A bit sad really. The inability or the phobic avoidance to name aspects of reality is sad. Slavery was a reality in the US (and unfortunately still is in many other places including India.) The slaves were Negroes (from “negro” meaning black.) Some of the slaves worked in the house, as opposed to the fields. They were called house-negroes, or house-niggers.

The notion of house-niggers is very useful to understand the dynamics of a heterogeneous world of rich and poor people, of power and powerless, and those who mediate between them.

Here, let Malcom X, self-proclaimed field-negro explain it. Listen to him and ask yourself if he is not describing Arundhati Roy when he is talking about house-negroes.

Arundhati Roy (and others like her such as Pankaj Mishra, Aakar Patel) are house-niggers. Calling them that is not an insult to Negroes as a group. The phrase “house-nigger” describes them precisely because they do what the house-negroes did. The field-niggers held the house-niggers in contempt.
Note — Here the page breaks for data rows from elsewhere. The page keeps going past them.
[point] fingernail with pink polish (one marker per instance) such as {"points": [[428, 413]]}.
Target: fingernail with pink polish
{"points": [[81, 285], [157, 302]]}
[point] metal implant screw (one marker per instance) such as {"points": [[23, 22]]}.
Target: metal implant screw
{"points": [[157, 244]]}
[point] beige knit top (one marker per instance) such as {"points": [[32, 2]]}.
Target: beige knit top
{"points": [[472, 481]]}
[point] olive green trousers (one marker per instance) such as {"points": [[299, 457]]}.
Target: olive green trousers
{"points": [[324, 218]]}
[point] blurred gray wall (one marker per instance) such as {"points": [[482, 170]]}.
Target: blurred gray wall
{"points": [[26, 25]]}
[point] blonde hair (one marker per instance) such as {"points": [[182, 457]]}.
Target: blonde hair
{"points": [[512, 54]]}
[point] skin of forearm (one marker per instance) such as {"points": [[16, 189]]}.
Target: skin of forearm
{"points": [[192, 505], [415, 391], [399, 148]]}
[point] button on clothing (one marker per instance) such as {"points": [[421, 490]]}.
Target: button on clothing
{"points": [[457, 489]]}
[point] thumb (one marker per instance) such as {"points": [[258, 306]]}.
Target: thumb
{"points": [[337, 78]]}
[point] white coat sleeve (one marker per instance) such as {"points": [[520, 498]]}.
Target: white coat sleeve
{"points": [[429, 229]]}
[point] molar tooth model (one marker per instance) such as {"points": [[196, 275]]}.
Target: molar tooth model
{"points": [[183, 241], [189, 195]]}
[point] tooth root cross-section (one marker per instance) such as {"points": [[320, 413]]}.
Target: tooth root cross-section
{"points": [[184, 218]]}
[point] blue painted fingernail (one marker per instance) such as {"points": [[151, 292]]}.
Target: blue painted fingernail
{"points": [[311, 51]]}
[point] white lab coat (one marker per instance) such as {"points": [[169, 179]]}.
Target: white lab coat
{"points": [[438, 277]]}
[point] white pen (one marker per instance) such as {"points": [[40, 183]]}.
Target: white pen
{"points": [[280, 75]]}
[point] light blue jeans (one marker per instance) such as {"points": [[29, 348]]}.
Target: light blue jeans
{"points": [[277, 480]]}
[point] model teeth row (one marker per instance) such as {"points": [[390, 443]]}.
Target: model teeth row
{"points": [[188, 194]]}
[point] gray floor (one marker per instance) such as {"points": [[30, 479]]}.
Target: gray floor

They were powerless but still had their dignity, but the house-niggers had sold theirs.

Speaking truth to power — that a field-nigger can do. So you could describe me as a field-nigger. I live my life without kowtowing to those who have unearned power over me. Dr Manmohan Singh is a house-nigger. He takes his orders, and whether he likes to do what he is told to do or not, he has to do it because otherwise he will be kicked out of the basement of his master’s house and will have to toil in the fields. He’s sold his dignity for the kitchen scraps from His Master’s House.

Pulkit, when he grows up, is not likely to be a field-nigger. He will try to be a master, and failing which, as far as I can tell from his comment, be content to be a house-nigger.

Author: Atanu Dey

Economist.

19 thoughts on “Why I’m a Field-nigger and Manmohan Singh is Not”

  1. Probably a tangent to the core point you are making, but do you feel the usage of the n word is not derogatory? Had to ask because you seem to have no qualms in using it.

    Like

  2. I would love to hear an alternative phrase which describe them more precisely than “House Nigger”, do we have a desi equivalent?

    Like

  3. So, I guess it is right to say that Mr. Dey is also a house-nigger. He is there to please the ultra-right. He is also there to support the BJP in whatever way he can.He does that by bashing the congress and the left and also by being a mute spectator to the things going on in The party with a difference

    He pleases the right wingers by bashing all other religions. No, he is not an atheist, he believes in religion. Good at finding the faults in every other religion.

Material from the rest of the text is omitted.